Fu una volata drammatica, una specie di resa dei conti tra lui e, ancora una volta Darrigade. Pierino ebbe anche fortuna: riuscì miracolosamente a schivare il francese nel momento incui questi investiva a pochi metri dal traguardo il direttore di corsa che si era sporto sulla pista e che non sopravvisse all'impatto.
Pierino chiuse la carriera agonistica dopo il Giro d'Italia del 1965, il suo undicesimo consecutivo . La prima tappa al Giro l'aveva vinta nel 1956, la Milano-Alessandria arrivando al traguardo insieme a Gianni Ferlenghi, amico ed avversario da sempre, indossando anche per un paio di giorni la maglia rosa.
Al Tour de France si presentò per sei volte senza un solo ritiro e la maglia azzurra, la indossò, oltre che al Tour, in tre campionati del mondo: nel '56 a Copenaghen, nel 57 a Waregem, nel '62 a Salò.
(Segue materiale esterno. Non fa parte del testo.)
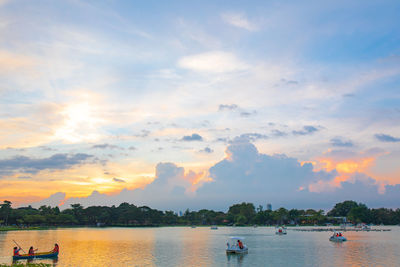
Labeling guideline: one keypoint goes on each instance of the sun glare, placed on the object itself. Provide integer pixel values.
(80, 124)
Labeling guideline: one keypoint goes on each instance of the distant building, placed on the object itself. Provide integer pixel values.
(269, 206)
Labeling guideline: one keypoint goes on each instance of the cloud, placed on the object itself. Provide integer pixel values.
(278, 133)
(289, 82)
(206, 150)
(247, 175)
(227, 107)
(118, 180)
(247, 114)
(387, 138)
(193, 137)
(31, 165)
(106, 146)
(251, 137)
(307, 130)
(143, 133)
(212, 62)
(338, 142)
(238, 20)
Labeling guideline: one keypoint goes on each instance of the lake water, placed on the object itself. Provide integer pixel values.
(201, 246)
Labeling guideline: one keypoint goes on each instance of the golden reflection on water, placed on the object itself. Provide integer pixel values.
(185, 246)
(196, 248)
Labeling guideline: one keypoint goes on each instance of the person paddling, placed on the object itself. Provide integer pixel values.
(56, 248)
(16, 251)
(31, 251)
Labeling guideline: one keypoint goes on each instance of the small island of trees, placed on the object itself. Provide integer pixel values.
(239, 214)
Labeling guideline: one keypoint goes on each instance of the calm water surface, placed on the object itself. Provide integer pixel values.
(201, 246)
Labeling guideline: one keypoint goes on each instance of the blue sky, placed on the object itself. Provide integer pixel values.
(137, 85)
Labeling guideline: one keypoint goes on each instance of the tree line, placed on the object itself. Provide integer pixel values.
(239, 214)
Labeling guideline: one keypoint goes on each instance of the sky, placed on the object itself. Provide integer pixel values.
(200, 104)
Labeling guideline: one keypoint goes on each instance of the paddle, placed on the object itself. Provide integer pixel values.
(19, 246)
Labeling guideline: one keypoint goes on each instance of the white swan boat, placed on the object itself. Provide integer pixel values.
(235, 246)
(280, 231)
(337, 237)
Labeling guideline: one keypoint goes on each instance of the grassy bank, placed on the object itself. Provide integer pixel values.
(26, 265)
(16, 228)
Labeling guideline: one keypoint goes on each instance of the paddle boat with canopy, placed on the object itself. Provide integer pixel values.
(280, 230)
(337, 237)
(235, 245)
(40, 255)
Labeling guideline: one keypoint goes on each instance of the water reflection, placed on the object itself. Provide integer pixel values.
(185, 246)
(236, 258)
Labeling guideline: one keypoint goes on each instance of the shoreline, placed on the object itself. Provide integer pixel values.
(293, 227)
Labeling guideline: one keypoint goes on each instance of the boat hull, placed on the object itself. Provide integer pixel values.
(337, 239)
(43, 255)
(237, 251)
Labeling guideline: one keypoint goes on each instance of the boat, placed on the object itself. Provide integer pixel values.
(337, 237)
(40, 255)
(232, 246)
(280, 231)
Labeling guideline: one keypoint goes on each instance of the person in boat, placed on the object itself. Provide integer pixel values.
(16, 251)
(240, 244)
(56, 248)
(31, 251)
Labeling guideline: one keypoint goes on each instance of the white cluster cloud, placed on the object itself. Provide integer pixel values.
(213, 62)
(244, 175)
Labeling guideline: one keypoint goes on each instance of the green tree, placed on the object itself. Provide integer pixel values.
(5, 211)
(343, 208)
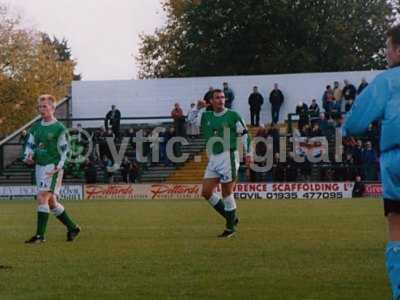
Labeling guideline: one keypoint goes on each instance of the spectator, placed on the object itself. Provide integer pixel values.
(208, 96)
(348, 105)
(125, 166)
(359, 188)
(316, 131)
(362, 86)
(278, 169)
(305, 131)
(349, 91)
(274, 133)
(134, 172)
(276, 99)
(113, 118)
(357, 153)
(369, 162)
(292, 169)
(314, 111)
(337, 91)
(302, 111)
(107, 165)
(179, 120)
(229, 96)
(325, 97)
(192, 128)
(109, 137)
(165, 137)
(256, 100)
(90, 171)
(101, 144)
(350, 170)
(329, 104)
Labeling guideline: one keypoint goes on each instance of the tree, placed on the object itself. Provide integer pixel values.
(30, 64)
(234, 37)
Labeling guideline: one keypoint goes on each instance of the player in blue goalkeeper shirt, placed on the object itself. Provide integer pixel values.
(380, 101)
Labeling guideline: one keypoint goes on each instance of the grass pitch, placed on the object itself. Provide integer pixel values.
(309, 250)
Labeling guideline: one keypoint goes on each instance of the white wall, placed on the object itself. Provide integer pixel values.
(140, 98)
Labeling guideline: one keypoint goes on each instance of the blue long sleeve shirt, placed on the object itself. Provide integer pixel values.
(379, 101)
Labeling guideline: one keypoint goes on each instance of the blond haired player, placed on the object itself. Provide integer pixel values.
(47, 149)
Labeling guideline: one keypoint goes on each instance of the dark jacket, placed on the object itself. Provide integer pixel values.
(359, 189)
(113, 118)
(361, 88)
(276, 98)
(349, 92)
(256, 100)
(208, 96)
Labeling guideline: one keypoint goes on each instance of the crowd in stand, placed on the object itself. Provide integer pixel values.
(360, 155)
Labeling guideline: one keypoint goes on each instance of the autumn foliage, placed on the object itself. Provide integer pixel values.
(30, 64)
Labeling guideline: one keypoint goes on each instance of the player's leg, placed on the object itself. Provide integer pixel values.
(61, 214)
(229, 171)
(391, 188)
(43, 196)
(393, 252)
(208, 192)
(230, 205)
(58, 209)
(43, 212)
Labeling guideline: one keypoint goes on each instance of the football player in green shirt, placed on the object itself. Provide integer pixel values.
(224, 130)
(47, 149)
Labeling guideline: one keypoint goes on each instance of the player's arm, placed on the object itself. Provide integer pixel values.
(63, 147)
(29, 150)
(242, 130)
(368, 107)
(199, 116)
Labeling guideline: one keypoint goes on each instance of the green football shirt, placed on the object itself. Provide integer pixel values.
(227, 127)
(47, 143)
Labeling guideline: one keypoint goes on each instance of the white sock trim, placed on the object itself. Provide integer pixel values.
(58, 210)
(44, 208)
(214, 200)
(230, 203)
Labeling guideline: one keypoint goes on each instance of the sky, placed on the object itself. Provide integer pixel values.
(103, 34)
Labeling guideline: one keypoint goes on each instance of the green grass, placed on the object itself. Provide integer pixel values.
(308, 250)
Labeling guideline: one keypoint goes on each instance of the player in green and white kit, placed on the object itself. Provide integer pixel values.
(223, 130)
(47, 148)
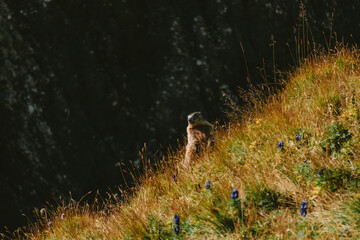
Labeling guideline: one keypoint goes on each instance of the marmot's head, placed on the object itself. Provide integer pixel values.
(195, 117)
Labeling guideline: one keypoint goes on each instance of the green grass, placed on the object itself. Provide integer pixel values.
(320, 102)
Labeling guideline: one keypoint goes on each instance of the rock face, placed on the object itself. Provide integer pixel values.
(31, 166)
(85, 83)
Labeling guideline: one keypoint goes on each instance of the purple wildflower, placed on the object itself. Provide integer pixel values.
(176, 229)
(207, 186)
(177, 219)
(174, 178)
(303, 208)
(234, 194)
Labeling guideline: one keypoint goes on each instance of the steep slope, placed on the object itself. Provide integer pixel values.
(316, 119)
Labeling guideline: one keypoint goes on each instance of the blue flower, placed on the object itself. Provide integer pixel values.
(177, 219)
(281, 145)
(303, 208)
(234, 194)
(176, 229)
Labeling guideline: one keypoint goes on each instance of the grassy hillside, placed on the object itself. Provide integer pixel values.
(316, 116)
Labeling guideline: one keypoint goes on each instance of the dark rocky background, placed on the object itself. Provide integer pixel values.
(84, 83)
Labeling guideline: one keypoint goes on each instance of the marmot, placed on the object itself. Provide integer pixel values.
(200, 135)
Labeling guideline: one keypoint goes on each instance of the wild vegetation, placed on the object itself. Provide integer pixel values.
(300, 143)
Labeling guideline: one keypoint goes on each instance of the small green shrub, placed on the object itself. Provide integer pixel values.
(337, 178)
(304, 170)
(238, 151)
(265, 198)
(335, 137)
(355, 209)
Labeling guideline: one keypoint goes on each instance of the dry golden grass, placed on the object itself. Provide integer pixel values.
(324, 91)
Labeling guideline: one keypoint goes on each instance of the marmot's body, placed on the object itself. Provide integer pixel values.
(200, 135)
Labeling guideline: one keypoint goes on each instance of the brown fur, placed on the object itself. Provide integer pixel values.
(200, 135)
Un giudizio su di lui lo diede il suo ultimo direttore sportivo, Luciano Pezzi: «Era una persona pratica, ma di grande generosità. Proprio per questo, ha vinto meno di quello che poteva vincere. Lo ricordo per il suo largo sorriso, non molto frequente e per quei segni di sofferenza provenienti dalla fatica di questo sport, ma anche dalla consapevolezza che la vita non ti regala niente se non meriti».
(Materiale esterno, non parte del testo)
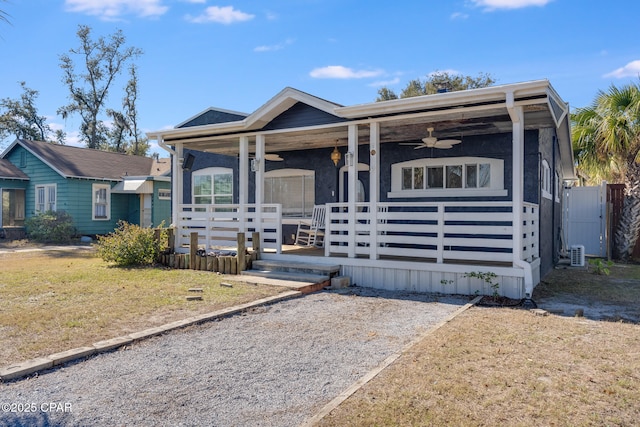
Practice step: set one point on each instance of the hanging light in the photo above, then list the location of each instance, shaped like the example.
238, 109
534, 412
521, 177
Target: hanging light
335, 154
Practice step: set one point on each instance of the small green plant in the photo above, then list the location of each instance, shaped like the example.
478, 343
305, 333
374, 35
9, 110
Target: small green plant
600, 267
489, 278
50, 227
130, 245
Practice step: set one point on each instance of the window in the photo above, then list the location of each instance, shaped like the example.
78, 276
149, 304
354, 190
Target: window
466, 176
45, 198
294, 189
164, 194
101, 202
546, 180
212, 186
12, 208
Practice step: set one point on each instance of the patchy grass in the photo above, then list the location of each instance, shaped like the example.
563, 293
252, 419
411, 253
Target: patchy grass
509, 367
55, 301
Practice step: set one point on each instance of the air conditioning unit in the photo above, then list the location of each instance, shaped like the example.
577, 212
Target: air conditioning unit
577, 256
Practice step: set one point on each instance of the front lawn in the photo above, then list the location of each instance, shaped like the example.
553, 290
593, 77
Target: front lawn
55, 301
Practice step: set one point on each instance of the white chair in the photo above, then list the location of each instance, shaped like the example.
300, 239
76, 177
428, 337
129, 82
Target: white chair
311, 232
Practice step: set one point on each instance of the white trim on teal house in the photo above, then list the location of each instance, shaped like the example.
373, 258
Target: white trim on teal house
96, 188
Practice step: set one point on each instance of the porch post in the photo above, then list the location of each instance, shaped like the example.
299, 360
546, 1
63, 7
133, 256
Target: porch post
517, 185
352, 167
517, 190
176, 190
374, 186
243, 191
259, 181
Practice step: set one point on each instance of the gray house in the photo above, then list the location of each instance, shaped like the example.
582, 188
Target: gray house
416, 192
97, 188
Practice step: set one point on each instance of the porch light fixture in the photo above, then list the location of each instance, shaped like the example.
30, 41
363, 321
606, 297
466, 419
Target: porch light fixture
348, 158
335, 154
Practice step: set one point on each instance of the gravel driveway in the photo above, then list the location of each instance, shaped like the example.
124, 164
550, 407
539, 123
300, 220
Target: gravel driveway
271, 366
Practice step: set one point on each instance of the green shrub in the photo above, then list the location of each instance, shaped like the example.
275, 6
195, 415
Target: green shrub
50, 227
130, 245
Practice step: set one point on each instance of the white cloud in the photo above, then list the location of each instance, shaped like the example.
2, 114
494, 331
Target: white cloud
220, 15
340, 72
458, 15
271, 48
490, 5
384, 83
632, 69
110, 10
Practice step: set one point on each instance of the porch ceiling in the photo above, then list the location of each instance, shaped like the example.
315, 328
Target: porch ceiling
412, 127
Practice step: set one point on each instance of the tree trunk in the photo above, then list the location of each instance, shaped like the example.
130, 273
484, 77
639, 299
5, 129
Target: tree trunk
627, 233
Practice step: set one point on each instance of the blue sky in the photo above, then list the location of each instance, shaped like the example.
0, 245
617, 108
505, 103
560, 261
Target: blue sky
237, 54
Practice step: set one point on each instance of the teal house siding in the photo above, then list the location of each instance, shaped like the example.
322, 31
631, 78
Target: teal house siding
161, 208
75, 170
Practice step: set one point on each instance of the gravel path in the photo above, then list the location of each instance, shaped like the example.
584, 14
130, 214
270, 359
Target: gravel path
271, 366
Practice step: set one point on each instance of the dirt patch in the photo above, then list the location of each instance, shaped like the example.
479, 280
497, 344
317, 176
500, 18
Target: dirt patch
578, 291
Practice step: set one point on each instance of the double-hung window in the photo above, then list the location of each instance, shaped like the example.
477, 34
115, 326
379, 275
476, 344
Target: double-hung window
212, 186
45, 198
101, 202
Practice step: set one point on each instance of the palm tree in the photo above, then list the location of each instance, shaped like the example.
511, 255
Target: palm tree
606, 141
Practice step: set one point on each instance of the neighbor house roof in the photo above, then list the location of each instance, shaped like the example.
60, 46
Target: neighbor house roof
9, 171
76, 162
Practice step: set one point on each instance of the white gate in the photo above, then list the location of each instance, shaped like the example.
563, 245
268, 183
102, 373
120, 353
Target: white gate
585, 218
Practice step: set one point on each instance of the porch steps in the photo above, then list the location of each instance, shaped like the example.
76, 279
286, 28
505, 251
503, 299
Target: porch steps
303, 277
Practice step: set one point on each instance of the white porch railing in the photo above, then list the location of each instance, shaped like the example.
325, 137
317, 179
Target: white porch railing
218, 225
459, 231
447, 231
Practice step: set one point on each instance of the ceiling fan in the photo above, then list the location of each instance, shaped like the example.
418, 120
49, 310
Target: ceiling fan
433, 142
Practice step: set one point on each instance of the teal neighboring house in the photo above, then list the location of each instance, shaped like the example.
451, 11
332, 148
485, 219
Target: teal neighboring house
97, 188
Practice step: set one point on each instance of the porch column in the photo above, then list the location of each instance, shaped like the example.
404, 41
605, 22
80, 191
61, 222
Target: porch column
517, 191
243, 191
374, 186
352, 168
517, 184
177, 188
259, 195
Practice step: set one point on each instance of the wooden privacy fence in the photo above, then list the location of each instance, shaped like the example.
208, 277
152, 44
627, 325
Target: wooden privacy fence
221, 261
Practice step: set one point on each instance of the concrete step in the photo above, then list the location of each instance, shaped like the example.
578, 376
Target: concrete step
296, 267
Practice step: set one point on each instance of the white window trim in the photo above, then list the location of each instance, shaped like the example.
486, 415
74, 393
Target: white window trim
287, 172
545, 183
495, 189
210, 172
94, 188
46, 188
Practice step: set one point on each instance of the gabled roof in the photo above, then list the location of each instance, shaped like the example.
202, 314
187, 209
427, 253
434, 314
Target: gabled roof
76, 162
276, 106
212, 115
9, 171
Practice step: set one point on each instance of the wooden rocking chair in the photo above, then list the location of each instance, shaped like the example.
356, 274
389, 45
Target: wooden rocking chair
311, 232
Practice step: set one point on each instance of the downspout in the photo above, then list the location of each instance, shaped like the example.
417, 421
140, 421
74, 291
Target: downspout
517, 194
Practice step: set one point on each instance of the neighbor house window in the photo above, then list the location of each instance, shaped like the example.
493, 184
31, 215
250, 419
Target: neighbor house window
13, 208
45, 198
294, 189
212, 186
546, 180
101, 202
435, 177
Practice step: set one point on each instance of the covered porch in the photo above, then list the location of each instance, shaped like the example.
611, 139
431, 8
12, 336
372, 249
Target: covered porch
421, 239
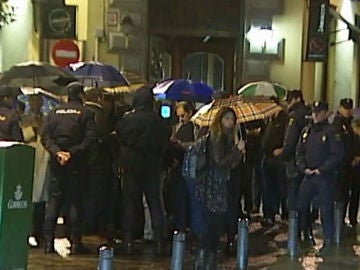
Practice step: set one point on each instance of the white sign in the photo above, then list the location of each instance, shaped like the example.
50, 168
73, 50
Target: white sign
17, 203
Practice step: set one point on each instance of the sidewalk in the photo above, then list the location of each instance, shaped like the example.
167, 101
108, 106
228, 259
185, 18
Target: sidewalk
267, 249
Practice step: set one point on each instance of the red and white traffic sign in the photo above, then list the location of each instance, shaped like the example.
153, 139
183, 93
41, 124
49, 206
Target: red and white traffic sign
64, 52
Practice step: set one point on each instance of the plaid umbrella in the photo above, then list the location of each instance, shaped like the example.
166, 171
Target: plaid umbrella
123, 89
263, 88
183, 90
36, 74
246, 109
96, 74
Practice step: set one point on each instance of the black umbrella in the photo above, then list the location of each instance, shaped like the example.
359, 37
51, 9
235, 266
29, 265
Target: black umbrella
36, 74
Giudizio azzeccato perché Pierino ha lasciato un vuoto incolmabile nel ciclismo italiano.
La sua figura di lottatore indomito, la immensa generosità in gara e nella vita, quella capacità di interpretare il ciclismo nel modo più corretto, la passione per addestrare i giovani sopravvenuta dopo il ritiro dalle corse, lo avevano reso una delle persone più amate nel mondo delle due ruote e il suo esempio, seguito dal figlio Adriano e poi anche dai nipoti Stefano e Piero resta un momento fondamentale nella storia del ciclismo cremonese.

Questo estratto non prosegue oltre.